In a Jira Data Center environment, we need to make the request to the servlet URL on each individual node. If we will use a Jira Base URL then the front-end load balancer will route a request to just one node. Therefore we construct a URL http://127.0.0.1:{port}/{context}
where port
is a local port on which Jira Tomcat is listening. During the Data Center AppWeek with a help from Atlassians we got a solution how to find a local port on which Tomcat is listening. Here is a shortened code without error handling:
MBeanServer beanServer = ManagementFactory.getPlatformMBeanServer();
Set<ObjectName> objectNames = beanServer.queryNames(new ObjectName("Catalina:type=Manager,*"), null);
ObjectName objectName = objectNames.iterator().next();
String context = objectName.getKeyProperty("context");
objectNames = beanServer.queryNames(
new ObjectName("*:type=Connector,*"),
Query.match(Query.attr("protocol"), Query.value("HTTP/1.1"))
);
objectName = objectNames.iterator().next();
String port = objectName.getKeyProperty("port");
String baseUrl = "http://127.0.0.1:" + port + context;
if (baseUrl.charAt(baseUrl.length() - 1) == '/') {
baseUrl = baseUrl.substring(0, baseUrl.length() - 1);
}
We identified a customer who has set up HTTPS also for the Tomcat server (so it means that the front-end web server proxies the incoming connections using HTTPS to the back-end Jira Tomcat server). Therefore now we have added that if the servlet URL request fails with NoHttpResponseException
then we retry the request with HTTPS using the https://127.0.0.1:{port}/{context}
prefix. As we are making the request to 127.0.0.1
, but the SSL certificate uses a different hostname, then our HTTPS request was failing with a certificate validation error.

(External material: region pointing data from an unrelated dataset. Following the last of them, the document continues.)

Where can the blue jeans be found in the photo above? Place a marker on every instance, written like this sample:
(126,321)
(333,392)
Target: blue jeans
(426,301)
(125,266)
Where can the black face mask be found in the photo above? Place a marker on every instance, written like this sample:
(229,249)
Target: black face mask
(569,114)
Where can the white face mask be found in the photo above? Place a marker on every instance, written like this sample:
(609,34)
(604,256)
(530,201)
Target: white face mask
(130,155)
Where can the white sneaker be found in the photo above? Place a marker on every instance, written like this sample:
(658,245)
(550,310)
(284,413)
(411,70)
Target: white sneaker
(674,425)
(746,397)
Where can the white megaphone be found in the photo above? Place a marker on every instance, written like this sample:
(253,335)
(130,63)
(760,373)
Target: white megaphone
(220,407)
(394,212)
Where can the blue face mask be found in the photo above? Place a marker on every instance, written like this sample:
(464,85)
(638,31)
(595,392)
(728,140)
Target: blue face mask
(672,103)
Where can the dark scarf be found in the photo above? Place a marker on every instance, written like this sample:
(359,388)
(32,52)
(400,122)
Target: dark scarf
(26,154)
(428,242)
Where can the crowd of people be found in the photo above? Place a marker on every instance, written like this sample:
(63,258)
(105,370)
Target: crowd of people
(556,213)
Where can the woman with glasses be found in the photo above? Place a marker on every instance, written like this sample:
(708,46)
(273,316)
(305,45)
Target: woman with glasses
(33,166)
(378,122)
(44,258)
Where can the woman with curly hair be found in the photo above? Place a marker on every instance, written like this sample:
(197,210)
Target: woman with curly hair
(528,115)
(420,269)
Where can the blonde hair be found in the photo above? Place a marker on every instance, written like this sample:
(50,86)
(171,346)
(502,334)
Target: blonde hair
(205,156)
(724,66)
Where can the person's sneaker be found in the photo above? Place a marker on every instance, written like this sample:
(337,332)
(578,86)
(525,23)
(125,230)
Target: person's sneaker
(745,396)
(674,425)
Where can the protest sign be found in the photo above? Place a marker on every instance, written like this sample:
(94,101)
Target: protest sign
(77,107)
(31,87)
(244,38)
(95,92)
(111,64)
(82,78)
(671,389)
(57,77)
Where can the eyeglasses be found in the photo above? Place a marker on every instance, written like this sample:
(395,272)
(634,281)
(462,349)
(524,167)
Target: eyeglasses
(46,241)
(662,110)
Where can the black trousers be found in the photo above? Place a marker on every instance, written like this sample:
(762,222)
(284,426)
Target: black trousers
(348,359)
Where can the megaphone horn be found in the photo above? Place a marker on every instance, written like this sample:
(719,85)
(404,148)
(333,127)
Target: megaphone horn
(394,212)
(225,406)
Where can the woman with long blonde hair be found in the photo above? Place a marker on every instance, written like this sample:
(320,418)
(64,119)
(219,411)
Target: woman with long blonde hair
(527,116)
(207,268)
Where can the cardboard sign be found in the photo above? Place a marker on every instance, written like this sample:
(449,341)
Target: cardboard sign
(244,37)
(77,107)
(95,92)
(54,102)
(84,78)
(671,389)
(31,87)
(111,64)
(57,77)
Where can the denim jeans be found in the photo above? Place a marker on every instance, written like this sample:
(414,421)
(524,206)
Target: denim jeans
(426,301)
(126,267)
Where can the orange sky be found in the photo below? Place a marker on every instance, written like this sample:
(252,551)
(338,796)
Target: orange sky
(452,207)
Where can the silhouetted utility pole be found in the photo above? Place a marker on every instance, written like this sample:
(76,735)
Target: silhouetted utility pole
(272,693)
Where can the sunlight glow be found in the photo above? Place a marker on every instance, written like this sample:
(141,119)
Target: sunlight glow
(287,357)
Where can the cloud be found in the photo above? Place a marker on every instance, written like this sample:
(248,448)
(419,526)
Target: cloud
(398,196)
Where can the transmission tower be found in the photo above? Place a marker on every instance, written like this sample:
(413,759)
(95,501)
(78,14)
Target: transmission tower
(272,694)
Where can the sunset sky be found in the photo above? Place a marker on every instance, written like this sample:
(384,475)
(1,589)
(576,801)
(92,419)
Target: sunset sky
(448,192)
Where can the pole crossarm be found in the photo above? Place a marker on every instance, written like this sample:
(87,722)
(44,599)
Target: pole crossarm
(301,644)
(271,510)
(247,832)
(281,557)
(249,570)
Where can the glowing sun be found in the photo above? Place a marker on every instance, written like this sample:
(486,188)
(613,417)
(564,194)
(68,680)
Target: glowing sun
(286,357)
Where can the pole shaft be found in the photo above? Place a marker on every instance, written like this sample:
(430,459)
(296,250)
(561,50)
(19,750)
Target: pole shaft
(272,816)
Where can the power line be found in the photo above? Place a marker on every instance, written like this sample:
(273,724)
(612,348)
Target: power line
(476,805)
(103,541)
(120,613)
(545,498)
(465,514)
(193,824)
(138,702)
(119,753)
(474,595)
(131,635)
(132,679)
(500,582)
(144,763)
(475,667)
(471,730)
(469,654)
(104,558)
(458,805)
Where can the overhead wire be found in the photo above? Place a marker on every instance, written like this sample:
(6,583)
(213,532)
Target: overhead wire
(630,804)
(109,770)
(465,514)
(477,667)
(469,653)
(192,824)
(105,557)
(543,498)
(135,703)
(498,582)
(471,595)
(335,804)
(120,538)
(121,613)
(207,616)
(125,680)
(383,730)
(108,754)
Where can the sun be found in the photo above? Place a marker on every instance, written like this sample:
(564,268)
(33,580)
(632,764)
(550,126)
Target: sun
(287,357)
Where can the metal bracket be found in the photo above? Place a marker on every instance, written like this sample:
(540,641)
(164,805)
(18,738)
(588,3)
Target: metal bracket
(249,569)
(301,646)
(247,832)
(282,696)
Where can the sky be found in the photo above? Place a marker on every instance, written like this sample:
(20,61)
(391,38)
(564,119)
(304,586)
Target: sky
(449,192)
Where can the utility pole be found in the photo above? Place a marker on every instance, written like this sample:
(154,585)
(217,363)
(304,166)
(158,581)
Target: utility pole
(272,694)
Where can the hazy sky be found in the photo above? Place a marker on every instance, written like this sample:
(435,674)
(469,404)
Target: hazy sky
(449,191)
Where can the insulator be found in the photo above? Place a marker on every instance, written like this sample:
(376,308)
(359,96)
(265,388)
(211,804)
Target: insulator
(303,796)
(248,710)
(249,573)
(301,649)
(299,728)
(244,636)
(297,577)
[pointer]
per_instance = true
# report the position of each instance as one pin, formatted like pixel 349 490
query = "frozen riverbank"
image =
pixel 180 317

So the solution that we have found as referred in the original question is to disable SSL certificate validation for a short time when we make this request. Here is a shortened code without error handling:
SSLSocketFactory currentSSLSocketFactory = HttpsURLConnection.getDefaultSSLSocketFactory();
HostnameVerifier currentHostnameVerifier = HttpsURLConnection.getDefaultHostnameVerifier();
TrustManager[] trustAllCerts = new TrustManager[] {new X509TrustManager() {
public X509Certificate[] getAcceptedIssuers() {
return null;
}
public void checkClientTrusted(X509Certificate[] certs, String authType) {}
public void checkServerTrusted(X509Certificate[] certs, String authType) {}
}
// Create all-trusting trust manager
SSLContext sc = SSLContext.getInstance("SSL");
sc.init(null, trustAllCerts, new java.security.SecureRandom());
// Create all-trusting host name verifier
HostnameVerifier allHostsValid = new HostnameVerifier() {
public boolean verify(String hostname, SSLSession session) {
return true;
}
};
// Install the all-trusting trust manager
HttpsURLConnection.setDefaultSSLSocketFactory(sc.getSocketFactory());
// Install the all-trusting host verifier
HttpsURLConnection.setDefaultHostnameVerifier(allHostsValid);
URL url = new URL(pluginUrl);
URLConnection con = url.openConnection();
// We can restore default values as they used only for creating a connection
HttpsURLConnection.setDefaultSSLSocketFactory(currentSSLSocketFactory);
HttpsURLConnection.setDefaultHostnameVerifier(currentHostnameVerifier);
con.getContent();
This solution disables SSL certificate validation for a short time (should be less than a second) during the plugin initialization for all JVM instance while the connection to the localhost is established.
Therefore we are interested if there is another way how to make an HTTPS request to localhost without SSL certificate validation during the plugin initialization?
P.S. In general, it would be good if there would be a Jira Server API for making local REST API requests to localhost and avoiding network layer overhead. For example, sometimes we have identified problems that when we make a request from Jira Server to the canonical Jira Base URL (which is going to the front-end web server) then either DNS is providing wrong IP address (when servers have different public or private IP addresses) or a firewall is blocking requests from Jira Server to the fron-end web server / load balancer.
We need to use local REST API requests also for accessing either some Jira data (for which there is no Java public API and only a REST API) or for accessing REST APIs provided by other Jira apps.